The Bull Run of the West 150 years ago

Just a quick posting to let you all know about the 150th anniversary of the Battle of Wilson’s Creek, near Springfield, Missouri that occurred August 10, 1861. The battle is considered the Bull Run of the West, as it was the first major engagement of the war in the West and, like its Eastern counterpart, was a Confederate victory. In addition, Brig. Gen. Nathaniel Lyon was killed in the battle and it paved the way for German immigrants to participate in large numbers for the Union cause, as they made up a portion of Lyon’s army. This is a short posting, as I am heading down to take part in the weekend events to commemorate the battle, including the reenactment. I will post on this early next week, but will be away from the blog for a few days. Until then, happy reading and researching.

The Camp Jackson Affair: Violence in St. Louis 150 years ago today

I spoke about this topic at the recent meeting of the Northern Plains Civil War Round Table to a small audience, but it was fun.

May 10, 1861 represented a day of conflict and violence on the streets of St. Louis, Missouri that heightened tensions in the Border State. Tensions were high up to that day, as Missouri governor Claiborne F. Jackson, a secessionist that ran (possibly fraudulently) as a Stephen Douglas Democrat, called out the Missouri State Guard for drill at a location near the present campus of St. Louis University in early May. That April, a pro-Confederate mob had seized arms from the federal arsenal at Liberty, Missouri, near Kansas City. This action aroused fears that the arsenal in St. Louis, the largest in any of the slave states, was a target.

In response, Capt. Nathaniel Lyon, who was placed as acting commander of the Army’s Department of the West, began enlisting and equipping Union militia in preparation for an attack against the arsenal. Union forces quickly moved a significant number of the weapons in the arsenal to Illinois for safety, which caused Jackson to call out the militia. The site they drilled at was quickly dubbed Camp Jackson. The presence of the militia, as well as the recent acquisition of munitions and weapons from the Confederate government (which were seized from a federal arsenal at Baton Rouge), caused Lyon great concern and he marched a force of approximately six thousand against Camp Jackson on May 10.

The Missouri State Guard was greatly outnumbered and Lyon soon place the almost seven hundred militia members under arrest and proceeded to march them back into the city. In the meantime, the native-born citizens of St. Louis, largely hostile to the Germans in Lyon’s force began to assemble and heckle the Union forces as they marched back through the city. The Union forces faced rocks and other objects, as well as insults being thrown at them. Speculation abounds as to who fired a shot, but a shot was fired, fatally wounding Capt.
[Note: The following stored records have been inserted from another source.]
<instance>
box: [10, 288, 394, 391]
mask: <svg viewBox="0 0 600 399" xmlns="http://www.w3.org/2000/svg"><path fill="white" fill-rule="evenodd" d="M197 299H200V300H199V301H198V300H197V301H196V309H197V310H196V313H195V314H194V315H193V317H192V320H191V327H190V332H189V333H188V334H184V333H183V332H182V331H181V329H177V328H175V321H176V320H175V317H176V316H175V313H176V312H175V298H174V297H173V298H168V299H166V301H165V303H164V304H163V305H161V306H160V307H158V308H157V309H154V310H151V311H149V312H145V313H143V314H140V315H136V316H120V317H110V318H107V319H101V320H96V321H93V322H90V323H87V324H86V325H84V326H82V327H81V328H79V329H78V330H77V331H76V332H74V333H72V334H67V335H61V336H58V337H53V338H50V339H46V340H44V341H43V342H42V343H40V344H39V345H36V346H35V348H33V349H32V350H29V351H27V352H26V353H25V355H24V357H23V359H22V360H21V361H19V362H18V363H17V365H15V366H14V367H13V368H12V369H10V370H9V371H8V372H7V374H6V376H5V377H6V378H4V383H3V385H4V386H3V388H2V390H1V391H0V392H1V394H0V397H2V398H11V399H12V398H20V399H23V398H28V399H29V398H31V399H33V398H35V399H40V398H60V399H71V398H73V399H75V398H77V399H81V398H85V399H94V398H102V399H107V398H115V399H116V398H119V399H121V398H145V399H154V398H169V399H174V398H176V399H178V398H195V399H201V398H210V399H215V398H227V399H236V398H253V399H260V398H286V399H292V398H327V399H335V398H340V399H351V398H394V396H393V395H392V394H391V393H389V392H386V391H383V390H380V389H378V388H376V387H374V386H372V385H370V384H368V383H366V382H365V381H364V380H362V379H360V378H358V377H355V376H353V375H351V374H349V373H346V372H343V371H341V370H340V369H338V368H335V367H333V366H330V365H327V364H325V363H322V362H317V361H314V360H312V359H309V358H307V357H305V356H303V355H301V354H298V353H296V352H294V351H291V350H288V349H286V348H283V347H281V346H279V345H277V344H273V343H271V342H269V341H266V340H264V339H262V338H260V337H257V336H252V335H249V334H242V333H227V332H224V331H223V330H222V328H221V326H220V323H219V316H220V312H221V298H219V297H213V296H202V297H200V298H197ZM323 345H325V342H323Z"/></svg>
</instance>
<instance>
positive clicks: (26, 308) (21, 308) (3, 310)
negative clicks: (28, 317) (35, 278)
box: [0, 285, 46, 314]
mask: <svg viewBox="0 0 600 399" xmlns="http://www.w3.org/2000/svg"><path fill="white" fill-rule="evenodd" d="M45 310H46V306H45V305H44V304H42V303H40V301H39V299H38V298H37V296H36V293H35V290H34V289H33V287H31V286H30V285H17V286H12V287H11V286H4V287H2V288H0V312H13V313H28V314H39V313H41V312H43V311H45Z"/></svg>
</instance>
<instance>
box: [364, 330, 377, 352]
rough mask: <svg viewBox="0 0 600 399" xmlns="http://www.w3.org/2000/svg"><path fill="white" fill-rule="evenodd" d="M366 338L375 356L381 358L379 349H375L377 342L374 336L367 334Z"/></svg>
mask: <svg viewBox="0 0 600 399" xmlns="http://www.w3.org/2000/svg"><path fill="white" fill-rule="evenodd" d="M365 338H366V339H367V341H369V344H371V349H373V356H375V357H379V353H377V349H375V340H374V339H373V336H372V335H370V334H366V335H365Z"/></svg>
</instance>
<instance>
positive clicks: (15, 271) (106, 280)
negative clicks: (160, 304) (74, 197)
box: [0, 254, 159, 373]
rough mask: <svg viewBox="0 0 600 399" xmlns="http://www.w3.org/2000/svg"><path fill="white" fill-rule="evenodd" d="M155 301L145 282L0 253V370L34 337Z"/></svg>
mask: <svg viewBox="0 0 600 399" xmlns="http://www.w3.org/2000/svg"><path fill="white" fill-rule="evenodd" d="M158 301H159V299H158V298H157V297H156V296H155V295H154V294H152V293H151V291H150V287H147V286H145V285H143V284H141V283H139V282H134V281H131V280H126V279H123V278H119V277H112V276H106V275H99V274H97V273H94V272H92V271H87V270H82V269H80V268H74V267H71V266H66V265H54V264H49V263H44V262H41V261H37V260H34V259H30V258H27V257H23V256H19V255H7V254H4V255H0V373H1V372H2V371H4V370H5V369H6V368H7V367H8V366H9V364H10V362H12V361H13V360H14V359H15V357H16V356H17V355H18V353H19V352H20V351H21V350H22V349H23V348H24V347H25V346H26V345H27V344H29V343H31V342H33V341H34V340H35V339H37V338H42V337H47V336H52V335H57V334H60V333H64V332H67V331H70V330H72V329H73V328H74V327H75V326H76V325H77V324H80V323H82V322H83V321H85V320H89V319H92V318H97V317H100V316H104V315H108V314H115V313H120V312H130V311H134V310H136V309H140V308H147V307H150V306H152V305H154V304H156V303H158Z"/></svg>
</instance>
Constantin Blandowski, who was Polish, but considered German. His regiment fired over, then into the crowd, which began a period of shooting and rioting that left almost thirty dead and dozens wounded.

The aftermath of the incident caused native-born citizens to attack Germans in retaliation for humiliating the militia and over fears of Germans killing locals. If forced citizens to choose sides in the war, but is believed to have kept Missouri in the Union. The incident is important for illustrating the fierce divisions in America during the war and for the importance of German-Americans to the Union cause. Nathaniel Lyon was quickly promoted to Brigadier General and would be killed later that year commanding Union troops at the Battle of Wilson’s Creek. Today, the site is commemorated by a marker that I hope to visit when I head home to Illinois in June.